In this post, I’ll cover the new MySQL monitoring plugins we created for Nagios, and explain their features and intended purpose.

I want to add a little context. What problem were we trying to solve with these plugins? Why yet another set of MySQL monitoring plugins?

The typical problem with Nagios monitoring (and indeed with most other monitoring systems) is the alert spam. I’ve spoken to a lot of users with monitoring systems over the years, and everyone says that they get a lot of false alarms, and that they have email filters set up for alerts. Recently I spoke to one person who gets about thirty thousand alerts per week (!!!) in his email. I’m sure you can see that this makes the monitoring system much less effective. The usual cause of such noisy monitoring is when you alert on things that don’t really indicate problems.
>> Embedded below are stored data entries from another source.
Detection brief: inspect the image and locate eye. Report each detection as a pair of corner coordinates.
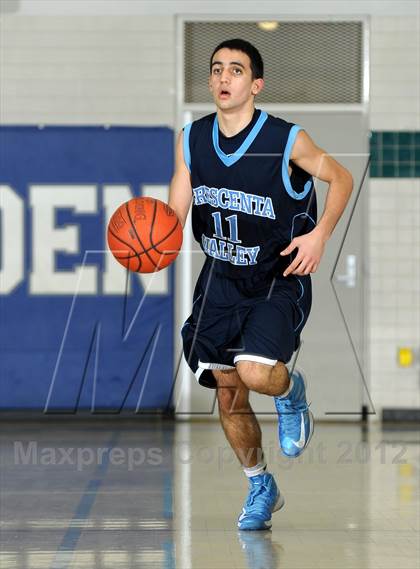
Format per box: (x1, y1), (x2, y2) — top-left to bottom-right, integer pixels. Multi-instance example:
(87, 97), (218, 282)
(232, 68), (242, 75)
(212, 67), (222, 75)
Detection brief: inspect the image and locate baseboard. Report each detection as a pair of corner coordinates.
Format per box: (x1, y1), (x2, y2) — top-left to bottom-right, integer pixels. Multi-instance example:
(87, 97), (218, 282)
(382, 408), (420, 422)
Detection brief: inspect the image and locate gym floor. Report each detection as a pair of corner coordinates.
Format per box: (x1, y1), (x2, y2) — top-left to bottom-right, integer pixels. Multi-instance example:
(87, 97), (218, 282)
(0, 419), (419, 569)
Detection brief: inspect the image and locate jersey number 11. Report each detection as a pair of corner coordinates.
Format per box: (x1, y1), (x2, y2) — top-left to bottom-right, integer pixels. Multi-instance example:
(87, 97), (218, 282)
(211, 212), (242, 244)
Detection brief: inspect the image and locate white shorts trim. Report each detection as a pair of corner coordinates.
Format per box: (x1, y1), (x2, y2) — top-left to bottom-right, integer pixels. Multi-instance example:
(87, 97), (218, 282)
(198, 360), (235, 371)
(233, 354), (277, 366)
(194, 367), (204, 382)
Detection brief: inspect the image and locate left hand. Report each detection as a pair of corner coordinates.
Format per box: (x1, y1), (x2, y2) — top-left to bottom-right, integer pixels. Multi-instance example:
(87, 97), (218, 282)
(280, 229), (326, 277)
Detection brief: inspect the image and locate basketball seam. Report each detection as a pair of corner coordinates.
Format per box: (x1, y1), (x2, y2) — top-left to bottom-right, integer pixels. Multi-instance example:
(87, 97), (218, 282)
(149, 199), (158, 249)
(115, 219), (180, 259)
(151, 217), (180, 255)
(148, 200), (180, 257)
(125, 202), (157, 269)
(108, 226), (143, 271)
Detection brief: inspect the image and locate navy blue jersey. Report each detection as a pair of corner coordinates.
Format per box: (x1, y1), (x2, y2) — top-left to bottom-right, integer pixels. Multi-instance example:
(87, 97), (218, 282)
(183, 108), (317, 279)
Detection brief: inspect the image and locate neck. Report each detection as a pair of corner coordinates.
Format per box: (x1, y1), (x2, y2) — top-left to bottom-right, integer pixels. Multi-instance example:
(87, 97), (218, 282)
(216, 104), (256, 137)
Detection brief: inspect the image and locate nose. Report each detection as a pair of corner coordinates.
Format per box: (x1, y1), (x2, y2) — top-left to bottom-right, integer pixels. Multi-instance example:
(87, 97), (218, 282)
(220, 69), (230, 83)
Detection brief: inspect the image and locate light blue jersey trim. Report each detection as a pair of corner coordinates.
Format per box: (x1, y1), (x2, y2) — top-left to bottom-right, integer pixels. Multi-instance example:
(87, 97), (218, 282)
(290, 212), (316, 331)
(294, 279), (305, 332)
(183, 122), (192, 172)
(282, 125), (313, 200)
(212, 110), (268, 167)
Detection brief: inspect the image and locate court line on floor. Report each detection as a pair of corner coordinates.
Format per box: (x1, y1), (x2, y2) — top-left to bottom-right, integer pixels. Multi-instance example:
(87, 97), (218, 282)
(49, 431), (119, 569)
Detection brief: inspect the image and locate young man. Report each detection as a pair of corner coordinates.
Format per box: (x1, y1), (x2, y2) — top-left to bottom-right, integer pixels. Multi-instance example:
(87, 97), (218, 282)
(169, 39), (353, 530)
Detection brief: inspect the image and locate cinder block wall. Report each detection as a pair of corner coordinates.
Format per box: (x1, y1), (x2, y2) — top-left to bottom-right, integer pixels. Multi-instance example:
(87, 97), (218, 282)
(369, 16), (419, 413)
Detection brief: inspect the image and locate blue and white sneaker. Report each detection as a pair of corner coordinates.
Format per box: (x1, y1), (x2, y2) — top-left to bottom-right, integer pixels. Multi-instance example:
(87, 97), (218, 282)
(237, 473), (285, 531)
(274, 368), (314, 458)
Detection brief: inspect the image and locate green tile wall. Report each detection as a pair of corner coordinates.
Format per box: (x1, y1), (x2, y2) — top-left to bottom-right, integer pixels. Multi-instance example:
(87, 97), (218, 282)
(370, 131), (420, 178)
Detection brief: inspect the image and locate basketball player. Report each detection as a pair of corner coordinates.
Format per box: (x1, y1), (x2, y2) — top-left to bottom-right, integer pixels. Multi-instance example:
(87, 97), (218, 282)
(169, 39), (353, 530)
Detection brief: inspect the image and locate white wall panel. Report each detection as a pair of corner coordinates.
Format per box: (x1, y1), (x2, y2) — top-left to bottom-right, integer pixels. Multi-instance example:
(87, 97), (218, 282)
(14, 0), (420, 16)
(369, 180), (420, 414)
(0, 16), (175, 126)
(370, 16), (420, 130)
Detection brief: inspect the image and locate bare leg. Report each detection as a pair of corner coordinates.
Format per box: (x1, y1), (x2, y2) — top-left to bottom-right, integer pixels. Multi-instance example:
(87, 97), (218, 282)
(236, 360), (290, 397)
(213, 368), (264, 468)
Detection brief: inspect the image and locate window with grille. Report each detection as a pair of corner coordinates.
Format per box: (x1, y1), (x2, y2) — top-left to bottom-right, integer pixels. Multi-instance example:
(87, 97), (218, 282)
(184, 20), (364, 104)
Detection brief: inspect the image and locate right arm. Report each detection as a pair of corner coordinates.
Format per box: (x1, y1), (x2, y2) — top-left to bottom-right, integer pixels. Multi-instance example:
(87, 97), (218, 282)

To avoid this problem as much as possible, I suggest the following:

  1. Alert only on things that reliably indicate a real problem. Do not alert on a threshold that merely indicates something is abnormal; abnormal things happen constantly. It’s useful to spend time investigating abnormalities, but in general, you should try to make sure that doesn’t creep into your fault-detection alerts.
  2. Alert only on things that are actionable. If you get an alert and you can’t do anything about it, that’s a certain recipe for a /dev/null email filter.
  3. Avoid ratios and thresholds as much as possible, because they are rarely actionable or reliable indicators of problems, and it’s difficult or impossible to find the right threshold for all situations. This suggestion is a consequence of the previous two, but it’s worth calling out separately in my opinion. I’ll highlight a couple of threshold-based alerts later in this blog post, and explain the need to be careful with them.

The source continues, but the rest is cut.